Political fundraising changed forever on a Sunday afternoon in late June 2003, when former Vermont Gov. Howard Dean announced that he had raised more than $6 million over the previous three months in his bid for the Democratic presidential nomination, with more than half of that coming from small donations on the Internet. Dean would go on to raise an additional $7.4 million online in the next three months.

Four years later, Democratic candidate Barack Obama unveiled second-quarter fundraising figures of $32.5 million, outpacing opponent Hillary Clinton by about $10 million. Perhaps even more impressive than the cash was the number of donors to Obama so far this year: 258,000. Of those, 110,000 gave online.

The Internet is now an integral part of every candidate's fundraising effort, and the numbers are impressive. Obama led the field among Democrats in online fundraising in the first quarter, netting around $7 million over the Internet compared with Clinton's $4.2 million and Edwards's $3.3 million. Republican Mitt Romney reported $7.2 million in online donations in the first quarter. Second-quarter Internet cash totals are not yet in.

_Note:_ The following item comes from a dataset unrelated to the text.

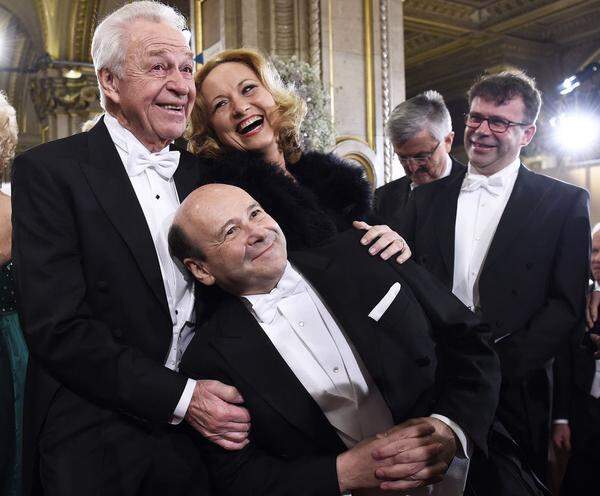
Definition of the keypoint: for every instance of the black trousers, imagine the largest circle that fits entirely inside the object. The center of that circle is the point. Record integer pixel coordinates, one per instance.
(84, 449)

The median online donation is usually low-the Obama campaign said 9 in 10 of its online donors gave $100 or less this year-so the big Internet dollars go only to candidates with wide appeal among the Internet-savvy. The Federal Election Commission limits allow personal contributions up to $2,300 per candidate for the primaries, and another $2,300 per candidate for the general election cycle.

So campaigns would like those small Internet givers to give again, and again, and will pester them to do so; most candidate websites even offer an option for automated monthly giving to their campaign.